TORONTO – There was an unmistakable and perhaps surprising air of calm at Leafs practice on Friday afternoon and perhaps Clarke MacArthur had the reason why.
"We were plummeting last year and searching," he said of the team's collapse from a playoff position a year ago, "and this year, we know what needs to be done."
Currently mired in a season-long, four-game winless skid, the Leafs do not present themselves as a group that has triggered any hint of alarm.
"We've had a few losses," MacArthur continued, "but we've stuck to it, we've competed. So at the end of the day, things are going to turn around for us. We've got to know and we've got to be able to see the light at the end of the tunnel in here. We've got a good hockey team. It's going to be about managing the stress level that comes in the city. The pressure's on alright. We've got to do something this year. But that's where we come back to our team structure and depend on that."
Save for an ugly Tuesday drubbing in Winnipeg, the Leafs have not played poorly. Three of the four defeats they suffered were close one-goal battles opposite a pair of Eastern heavyweights – Boston and Pittsburgh twice – quality opponents that pounced on their most prominent mistakes. Thursday offered the most stinging example. Cruising to victory at home against the Penguins, the Leafs fumbled their 1-0 lead with a handful of errors and lost in the final minutes.
"We evaluate our game overall and it was pretty good," Jay McClement said of an effort which saw his team locked into an effective approach for 53 minutes, "but we just have to realize the difference between winning and losing can be a shift here or a shift there and that's what it was. You look back and evaluate the game and we have to try to take those positives from 95 per cent of the game. It's just those little mistakes against good teams, obviously they jumped on them and it cost us the game."
Silver linings aside, the Leafs, like all teams in the playoff tussle, can ill afford a lengthy slide.
Vastly improved in the loss to Pittsburgh, recent defensive issues will have to continue to be ironed out. Goaltending from the one-two punch of James Reimer and Ben Scrivens could certainly stand to improve. And greater balance to an inconsistent offensive attack – they've scored two or fewer goals in three of the four losses – is needed, an area that will be helped with the imminent return of Joffrey Lupul, who declared himself fit to return against the Jets on Saturday.
"We have to keep playing the system and keep playing the style and you've got to just believe that it's going to flip around and you're going to win three or four in a row and erase all this," MacArthur said.
Despite the rocky patch, Randy Carlyle has urged his team to adhere to the structure which allowed an early, and perhaps unlikely, climb into a playoff position – seventh in the East with 31 points. His approach, ahead of a critical tilt against Winnipeg, appeared more cool and even-keeled than anything else. At one point in Friday's practice, he halted a drill mid-stream, gathered all 14 forwards before calmly addressing the group.

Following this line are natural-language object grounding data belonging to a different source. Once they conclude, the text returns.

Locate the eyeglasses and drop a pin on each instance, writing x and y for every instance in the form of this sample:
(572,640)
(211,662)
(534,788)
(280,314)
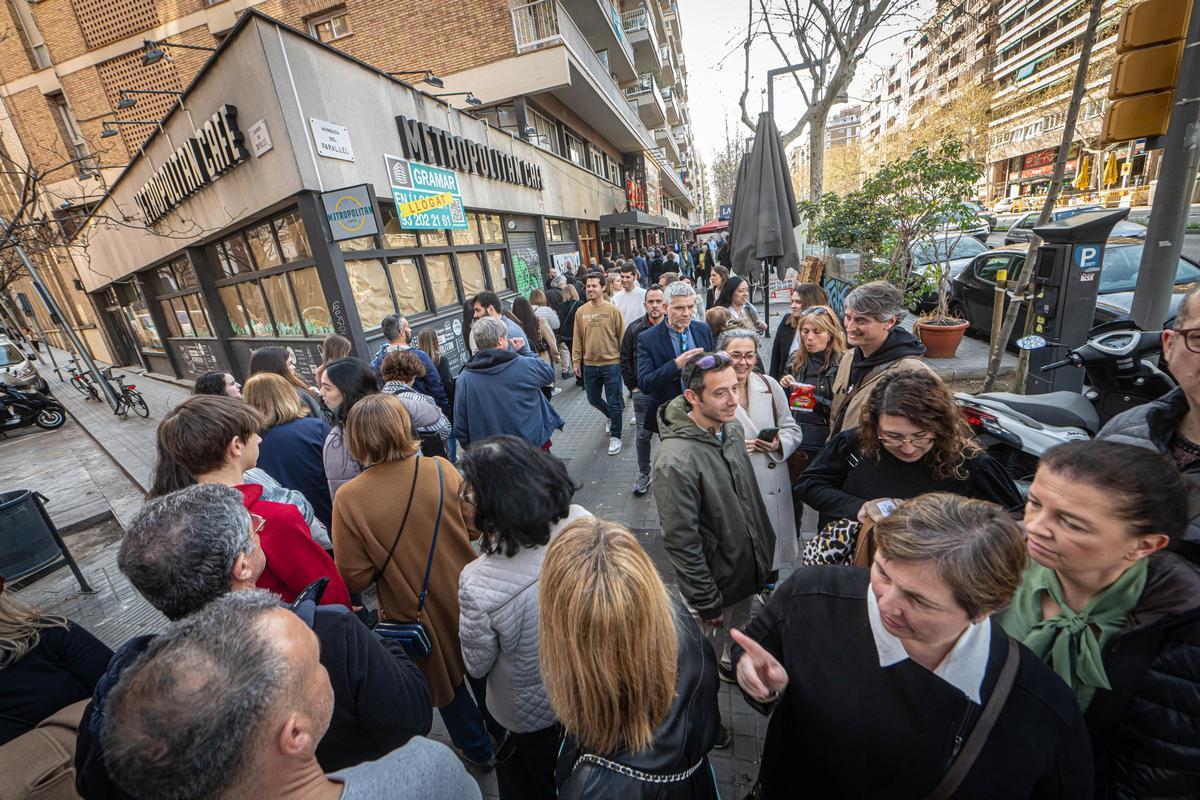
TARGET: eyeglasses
(895,440)
(1191,337)
(711,361)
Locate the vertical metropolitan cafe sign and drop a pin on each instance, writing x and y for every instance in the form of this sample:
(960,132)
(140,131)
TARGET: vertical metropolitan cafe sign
(214,149)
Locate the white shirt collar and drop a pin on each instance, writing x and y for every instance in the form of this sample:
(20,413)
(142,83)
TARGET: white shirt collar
(963,668)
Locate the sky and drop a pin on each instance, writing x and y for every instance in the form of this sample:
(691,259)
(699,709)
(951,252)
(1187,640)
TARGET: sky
(712,31)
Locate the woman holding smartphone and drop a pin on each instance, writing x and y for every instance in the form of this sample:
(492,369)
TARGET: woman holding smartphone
(772,437)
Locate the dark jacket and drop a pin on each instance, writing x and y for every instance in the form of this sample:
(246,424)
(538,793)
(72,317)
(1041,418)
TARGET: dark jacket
(429,384)
(841,479)
(847,728)
(681,741)
(292,455)
(381,701)
(499,391)
(715,527)
(1153,426)
(657,373)
(60,669)
(1146,729)
(629,352)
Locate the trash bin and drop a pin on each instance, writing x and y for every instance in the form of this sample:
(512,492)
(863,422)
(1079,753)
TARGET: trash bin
(29,541)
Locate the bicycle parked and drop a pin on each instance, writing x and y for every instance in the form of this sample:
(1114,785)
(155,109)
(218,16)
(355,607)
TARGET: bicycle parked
(127,396)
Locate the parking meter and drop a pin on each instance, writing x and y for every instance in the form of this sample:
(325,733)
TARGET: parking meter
(1066,282)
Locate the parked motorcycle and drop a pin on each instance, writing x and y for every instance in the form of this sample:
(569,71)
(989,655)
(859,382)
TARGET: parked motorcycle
(21,409)
(1018,428)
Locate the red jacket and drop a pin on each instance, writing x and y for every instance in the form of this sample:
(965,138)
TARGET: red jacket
(293,559)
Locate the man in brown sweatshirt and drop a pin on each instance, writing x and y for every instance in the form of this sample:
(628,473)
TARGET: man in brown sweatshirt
(599,326)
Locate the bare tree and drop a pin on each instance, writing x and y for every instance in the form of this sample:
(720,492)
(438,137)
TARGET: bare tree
(831,36)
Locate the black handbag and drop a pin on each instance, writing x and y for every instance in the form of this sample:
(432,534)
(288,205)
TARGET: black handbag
(413,636)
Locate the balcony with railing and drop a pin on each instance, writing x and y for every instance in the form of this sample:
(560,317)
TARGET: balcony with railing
(647,95)
(591,90)
(639,24)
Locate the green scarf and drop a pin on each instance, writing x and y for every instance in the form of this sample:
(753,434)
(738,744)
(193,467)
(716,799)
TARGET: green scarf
(1067,641)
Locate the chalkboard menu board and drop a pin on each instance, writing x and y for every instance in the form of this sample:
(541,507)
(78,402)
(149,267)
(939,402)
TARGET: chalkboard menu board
(196,358)
(451,343)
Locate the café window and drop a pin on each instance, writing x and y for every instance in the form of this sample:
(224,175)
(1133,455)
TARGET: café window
(268,283)
(175,289)
(330,26)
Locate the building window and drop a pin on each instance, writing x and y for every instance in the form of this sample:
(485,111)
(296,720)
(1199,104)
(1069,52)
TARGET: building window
(330,26)
(267,280)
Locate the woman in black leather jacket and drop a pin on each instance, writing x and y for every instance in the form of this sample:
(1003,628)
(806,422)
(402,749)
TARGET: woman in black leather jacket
(606,619)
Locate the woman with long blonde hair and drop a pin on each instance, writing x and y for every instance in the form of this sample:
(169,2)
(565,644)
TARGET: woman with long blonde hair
(627,671)
(47,662)
(820,344)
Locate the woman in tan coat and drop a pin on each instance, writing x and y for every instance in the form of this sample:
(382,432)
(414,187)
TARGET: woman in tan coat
(370,519)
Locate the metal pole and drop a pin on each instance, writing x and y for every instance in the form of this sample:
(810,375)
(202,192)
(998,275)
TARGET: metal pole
(52,306)
(1173,199)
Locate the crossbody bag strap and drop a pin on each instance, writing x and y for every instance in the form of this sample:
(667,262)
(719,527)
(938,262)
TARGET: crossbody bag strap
(433,546)
(978,738)
(412,492)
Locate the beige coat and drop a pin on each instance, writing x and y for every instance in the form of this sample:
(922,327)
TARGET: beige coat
(768,409)
(367,513)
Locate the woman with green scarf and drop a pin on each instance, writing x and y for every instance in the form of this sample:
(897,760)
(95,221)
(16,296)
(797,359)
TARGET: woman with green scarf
(1115,614)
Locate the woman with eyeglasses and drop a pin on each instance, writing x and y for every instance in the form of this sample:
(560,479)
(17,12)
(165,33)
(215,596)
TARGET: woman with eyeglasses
(772,435)
(911,440)
(810,371)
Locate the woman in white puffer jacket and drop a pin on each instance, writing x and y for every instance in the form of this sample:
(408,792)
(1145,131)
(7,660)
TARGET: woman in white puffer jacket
(522,499)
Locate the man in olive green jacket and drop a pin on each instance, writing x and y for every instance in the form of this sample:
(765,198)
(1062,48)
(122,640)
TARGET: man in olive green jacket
(714,524)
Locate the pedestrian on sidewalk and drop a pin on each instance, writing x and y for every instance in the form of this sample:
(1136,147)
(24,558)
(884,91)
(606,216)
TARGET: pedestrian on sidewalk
(221,384)
(628,672)
(343,384)
(400,337)
(293,441)
(772,435)
(597,354)
(233,702)
(663,350)
(714,524)
(540,338)
(498,599)
(655,312)
(401,525)
(499,391)
(216,440)
(282,361)
(876,347)
(630,298)
(192,547)
(400,371)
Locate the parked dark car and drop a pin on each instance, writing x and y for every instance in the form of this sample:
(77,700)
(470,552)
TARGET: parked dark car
(973,290)
(1023,229)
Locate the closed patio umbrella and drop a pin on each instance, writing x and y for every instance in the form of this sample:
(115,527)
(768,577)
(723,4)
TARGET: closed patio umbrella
(765,216)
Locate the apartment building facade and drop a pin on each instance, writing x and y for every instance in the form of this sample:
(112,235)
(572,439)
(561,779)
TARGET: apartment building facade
(598,89)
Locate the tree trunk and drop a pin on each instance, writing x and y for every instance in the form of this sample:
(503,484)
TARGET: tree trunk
(816,150)
(1000,338)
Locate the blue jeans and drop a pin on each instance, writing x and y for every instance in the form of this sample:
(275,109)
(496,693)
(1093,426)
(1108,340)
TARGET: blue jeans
(607,378)
(465,723)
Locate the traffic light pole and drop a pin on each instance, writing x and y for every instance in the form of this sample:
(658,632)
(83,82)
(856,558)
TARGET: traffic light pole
(1173,197)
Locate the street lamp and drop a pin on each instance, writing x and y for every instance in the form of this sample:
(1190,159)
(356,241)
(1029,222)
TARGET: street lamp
(155,52)
(430,78)
(471,98)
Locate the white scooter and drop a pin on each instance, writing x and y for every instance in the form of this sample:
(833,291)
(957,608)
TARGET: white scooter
(1018,428)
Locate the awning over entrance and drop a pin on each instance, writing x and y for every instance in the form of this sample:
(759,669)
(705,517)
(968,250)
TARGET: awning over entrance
(631,220)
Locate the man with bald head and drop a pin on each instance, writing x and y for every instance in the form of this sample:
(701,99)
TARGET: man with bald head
(232,701)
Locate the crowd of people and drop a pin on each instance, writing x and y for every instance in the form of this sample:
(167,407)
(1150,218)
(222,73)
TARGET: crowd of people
(337,560)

"What we've tried to do is we've tried to point out the positives," he said afterward. "We're going to have to correct some of the negatives that are taking place on the ice, but overall, we did a lot more good things than we did bad things and we still gave ourselves a chance.
"The bottom line is, if we can continue to push for a higher level of play and some individual efforts, we'll be alright as long as we continue to work hard and stay with it."